The League of Nations (LON) was an intergovernmental organization founded as a result of the Paris Peace Conference, and the precursor to the United Nations. At its greatest extent from 28 September 1934 to 23 February 1935, it had 58 members. The League's primary goals, as stated in its Covenant, included preventing war through collective security, disarmament, and settling international disputes through negotiation and arbitration.[1] Other goals in this and related treaties included labour conditions, just treatment of native inhabitants, trafficking in persons and drugs, arms trade, global health, prisoners of war, and protection of minorities in Europe.[2]

The diplomatic philosophy behind the League represented a fundamental shift in thought from the preceding hundred years. The League lacked its own armed force and so depended on the Great Powers to enforce its resolutions, keep to economic sanctions which the League ordered, or provide an army, when needed, for the League to use. However, they were often reluctant to do so.
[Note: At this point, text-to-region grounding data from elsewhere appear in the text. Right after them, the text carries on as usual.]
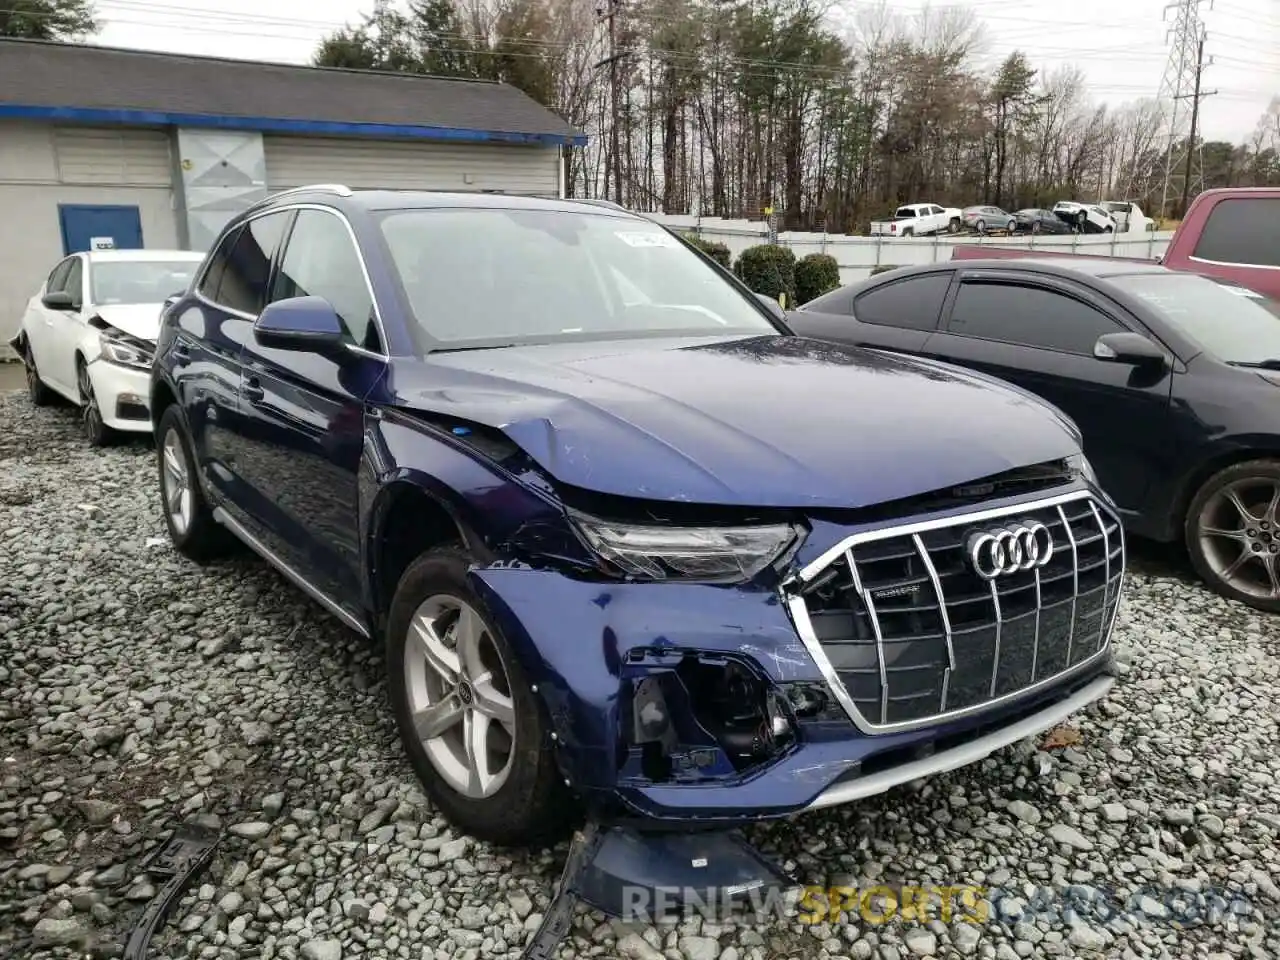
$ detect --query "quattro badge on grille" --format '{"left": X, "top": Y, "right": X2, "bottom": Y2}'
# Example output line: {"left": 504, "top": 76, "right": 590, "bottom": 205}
{"left": 967, "top": 523, "right": 1054, "bottom": 580}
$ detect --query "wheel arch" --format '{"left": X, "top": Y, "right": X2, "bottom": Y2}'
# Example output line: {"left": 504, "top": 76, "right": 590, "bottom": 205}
{"left": 365, "top": 478, "right": 478, "bottom": 632}
{"left": 1169, "top": 441, "right": 1280, "bottom": 541}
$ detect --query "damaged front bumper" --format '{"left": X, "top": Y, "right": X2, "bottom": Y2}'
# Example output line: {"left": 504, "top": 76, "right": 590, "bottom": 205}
{"left": 470, "top": 487, "right": 1124, "bottom": 825}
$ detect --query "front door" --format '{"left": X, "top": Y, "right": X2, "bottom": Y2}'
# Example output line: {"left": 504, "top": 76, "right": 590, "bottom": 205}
{"left": 58, "top": 205, "right": 144, "bottom": 255}
{"left": 233, "top": 207, "right": 385, "bottom": 609}
{"left": 925, "top": 273, "right": 1176, "bottom": 516}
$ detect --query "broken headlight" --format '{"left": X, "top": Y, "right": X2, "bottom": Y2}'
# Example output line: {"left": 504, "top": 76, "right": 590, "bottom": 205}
{"left": 99, "top": 331, "right": 154, "bottom": 370}
{"left": 573, "top": 515, "right": 801, "bottom": 582}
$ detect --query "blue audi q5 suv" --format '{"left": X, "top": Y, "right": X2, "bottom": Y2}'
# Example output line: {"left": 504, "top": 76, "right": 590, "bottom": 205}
{"left": 150, "top": 186, "right": 1124, "bottom": 846}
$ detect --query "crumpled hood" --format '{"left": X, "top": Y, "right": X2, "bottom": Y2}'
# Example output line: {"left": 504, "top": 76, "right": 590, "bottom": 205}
{"left": 90, "top": 303, "right": 166, "bottom": 343}
{"left": 389, "top": 335, "right": 1081, "bottom": 509}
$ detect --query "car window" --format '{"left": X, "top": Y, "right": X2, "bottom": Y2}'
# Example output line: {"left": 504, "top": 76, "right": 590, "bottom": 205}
{"left": 46, "top": 258, "right": 74, "bottom": 294}
{"left": 196, "top": 226, "right": 240, "bottom": 303}
{"left": 947, "top": 281, "right": 1124, "bottom": 354}
{"left": 63, "top": 259, "right": 84, "bottom": 309}
{"left": 1192, "top": 198, "right": 1280, "bottom": 268}
{"left": 1111, "top": 272, "right": 1280, "bottom": 364}
{"left": 801, "top": 284, "right": 856, "bottom": 315}
{"left": 852, "top": 273, "right": 952, "bottom": 331}
{"left": 272, "top": 209, "right": 379, "bottom": 352}
{"left": 377, "top": 207, "right": 777, "bottom": 351}
{"left": 213, "top": 212, "right": 290, "bottom": 316}
{"left": 92, "top": 260, "right": 200, "bottom": 305}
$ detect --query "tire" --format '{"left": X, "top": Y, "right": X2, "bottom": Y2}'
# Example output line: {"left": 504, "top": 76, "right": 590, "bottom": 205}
{"left": 22, "top": 342, "right": 53, "bottom": 407}
{"left": 1007, "top": 219, "right": 1017, "bottom": 233}
{"left": 1184, "top": 459, "right": 1280, "bottom": 614}
{"left": 76, "top": 358, "right": 114, "bottom": 448}
{"left": 1104, "top": 226, "right": 1114, "bottom": 234}
{"left": 948, "top": 218, "right": 961, "bottom": 234}
{"left": 386, "top": 546, "right": 577, "bottom": 846}
{"left": 976, "top": 219, "right": 986, "bottom": 234}
{"left": 901, "top": 227, "right": 913, "bottom": 238}
{"left": 1076, "top": 210, "right": 1088, "bottom": 229}
{"left": 1030, "top": 221, "right": 1041, "bottom": 235}
{"left": 155, "top": 404, "right": 236, "bottom": 563}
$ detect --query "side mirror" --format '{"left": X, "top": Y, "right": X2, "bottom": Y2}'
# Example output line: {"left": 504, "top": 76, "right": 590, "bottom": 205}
{"left": 754, "top": 292, "right": 787, "bottom": 322}
{"left": 42, "top": 290, "right": 75, "bottom": 310}
{"left": 1094, "top": 331, "right": 1167, "bottom": 367}
{"left": 253, "top": 296, "right": 347, "bottom": 356}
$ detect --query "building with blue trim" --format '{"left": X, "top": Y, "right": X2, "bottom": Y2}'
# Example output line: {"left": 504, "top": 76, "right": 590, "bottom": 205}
{"left": 0, "top": 38, "right": 585, "bottom": 353}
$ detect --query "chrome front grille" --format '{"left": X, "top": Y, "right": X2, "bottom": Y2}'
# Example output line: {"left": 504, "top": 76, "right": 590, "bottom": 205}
{"left": 786, "top": 490, "right": 1124, "bottom": 733}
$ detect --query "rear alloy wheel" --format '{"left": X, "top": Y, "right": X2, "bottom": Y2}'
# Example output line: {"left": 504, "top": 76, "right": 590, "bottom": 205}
{"left": 976, "top": 219, "right": 987, "bottom": 234}
{"left": 1186, "top": 460, "right": 1280, "bottom": 613}
{"left": 948, "top": 218, "right": 961, "bottom": 234}
{"left": 77, "top": 360, "right": 113, "bottom": 447}
{"left": 156, "top": 405, "right": 236, "bottom": 563}
{"left": 1030, "top": 221, "right": 1041, "bottom": 235}
{"left": 387, "top": 546, "right": 575, "bottom": 846}
{"left": 24, "top": 345, "right": 52, "bottom": 407}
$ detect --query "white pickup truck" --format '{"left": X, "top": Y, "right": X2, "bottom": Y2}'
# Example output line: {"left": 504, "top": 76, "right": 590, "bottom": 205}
{"left": 869, "top": 203, "right": 963, "bottom": 237}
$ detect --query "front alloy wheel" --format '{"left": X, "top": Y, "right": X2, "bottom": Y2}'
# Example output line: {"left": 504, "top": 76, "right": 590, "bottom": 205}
{"left": 406, "top": 594, "right": 517, "bottom": 799}
{"left": 78, "top": 362, "right": 112, "bottom": 447}
{"left": 386, "top": 546, "right": 575, "bottom": 845}
{"left": 1187, "top": 460, "right": 1280, "bottom": 613}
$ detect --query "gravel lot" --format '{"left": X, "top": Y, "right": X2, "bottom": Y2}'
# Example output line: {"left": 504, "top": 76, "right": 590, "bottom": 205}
{"left": 2, "top": 386, "right": 1279, "bottom": 960}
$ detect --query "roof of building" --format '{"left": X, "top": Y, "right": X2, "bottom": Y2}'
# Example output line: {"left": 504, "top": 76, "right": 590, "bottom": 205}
{"left": 0, "top": 39, "right": 586, "bottom": 147}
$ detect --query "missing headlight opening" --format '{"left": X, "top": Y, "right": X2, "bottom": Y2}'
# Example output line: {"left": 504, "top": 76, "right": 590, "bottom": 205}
{"left": 624, "top": 654, "right": 798, "bottom": 784}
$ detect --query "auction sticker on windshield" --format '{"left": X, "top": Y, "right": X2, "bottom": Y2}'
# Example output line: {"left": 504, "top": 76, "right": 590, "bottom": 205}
{"left": 615, "top": 231, "right": 680, "bottom": 248}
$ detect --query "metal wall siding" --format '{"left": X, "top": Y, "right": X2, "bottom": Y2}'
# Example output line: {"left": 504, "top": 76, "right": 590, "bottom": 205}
{"left": 53, "top": 126, "right": 173, "bottom": 186}
{"left": 263, "top": 135, "right": 559, "bottom": 196}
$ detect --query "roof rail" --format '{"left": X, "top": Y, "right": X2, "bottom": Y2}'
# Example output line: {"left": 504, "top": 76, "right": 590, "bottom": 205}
{"left": 243, "top": 184, "right": 353, "bottom": 214}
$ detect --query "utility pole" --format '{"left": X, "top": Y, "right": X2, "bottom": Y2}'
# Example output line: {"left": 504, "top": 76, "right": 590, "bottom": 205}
{"left": 1133, "top": 0, "right": 1212, "bottom": 221}
{"left": 594, "top": 0, "right": 625, "bottom": 204}
{"left": 1178, "top": 38, "right": 1217, "bottom": 215}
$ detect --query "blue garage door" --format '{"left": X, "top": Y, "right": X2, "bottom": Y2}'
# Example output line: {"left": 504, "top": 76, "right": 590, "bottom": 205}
{"left": 58, "top": 204, "right": 144, "bottom": 255}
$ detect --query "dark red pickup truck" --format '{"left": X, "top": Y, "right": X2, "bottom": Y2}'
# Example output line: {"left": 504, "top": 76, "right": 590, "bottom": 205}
{"left": 952, "top": 187, "right": 1280, "bottom": 298}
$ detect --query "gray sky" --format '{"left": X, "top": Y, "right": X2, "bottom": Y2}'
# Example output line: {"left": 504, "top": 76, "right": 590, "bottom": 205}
{"left": 93, "top": 0, "right": 1279, "bottom": 142}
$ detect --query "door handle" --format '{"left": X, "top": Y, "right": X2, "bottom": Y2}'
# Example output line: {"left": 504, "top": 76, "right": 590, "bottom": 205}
{"left": 242, "top": 377, "right": 265, "bottom": 403}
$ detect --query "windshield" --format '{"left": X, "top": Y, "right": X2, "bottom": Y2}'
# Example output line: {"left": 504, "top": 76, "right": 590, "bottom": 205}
{"left": 376, "top": 208, "right": 778, "bottom": 350}
{"left": 92, "top": 260, "right": 198, "bottom": 305}
{"left": 1110, "top": 273, "right": 1280, "bottom": 364}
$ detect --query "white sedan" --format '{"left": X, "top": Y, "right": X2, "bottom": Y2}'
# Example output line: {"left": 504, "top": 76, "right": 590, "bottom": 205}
{"left": 9, "top": 249, "right": 204, "bottom": 445}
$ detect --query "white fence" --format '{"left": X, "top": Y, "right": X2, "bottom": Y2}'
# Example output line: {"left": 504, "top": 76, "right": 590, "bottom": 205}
{"left": 647, "top": 214, "right": 1173, "bottom": 285}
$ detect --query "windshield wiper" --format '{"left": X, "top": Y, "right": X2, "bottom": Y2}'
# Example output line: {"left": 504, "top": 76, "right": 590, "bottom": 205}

Sanctions could also hurt the League members, so they were reluctant to comply with them. When, during the Second Italo-Abyssinian War, the League accused Italian soldiers of targeting Red Cross medical tents, Benito Mussolini responded that "the League is very well when sparrows shout, but no good at all when eagles fall out."[3]

After a number of notable successes and some early failures in the 1920s, the League ultimately proved incapable of preventing aggression by the Axis powers in the 1930s. In May 1933, Franz Bernheim, a Jew, complained that his rights as a minority were being violated by the German administration of Upper Silesia, which induced the Germans to defer enforcement of the anti-Jewish laws in the region for several years until the relevant treaty expired in 1937, whereupon they simply refused to renew the League's authority further and renewed anti-Jewish persecution.[4]

Hitler claimed these clauses violated Germany's sovereignty. Germany withdrew from the League, soon to be followed by many other aggressive powers. The onset of World War II showed that the League had failed its primary purpose, which was to avoid any future world war. The United Nations replaced it after the end of the war and inherited a number of agencies and organizations founded by the League.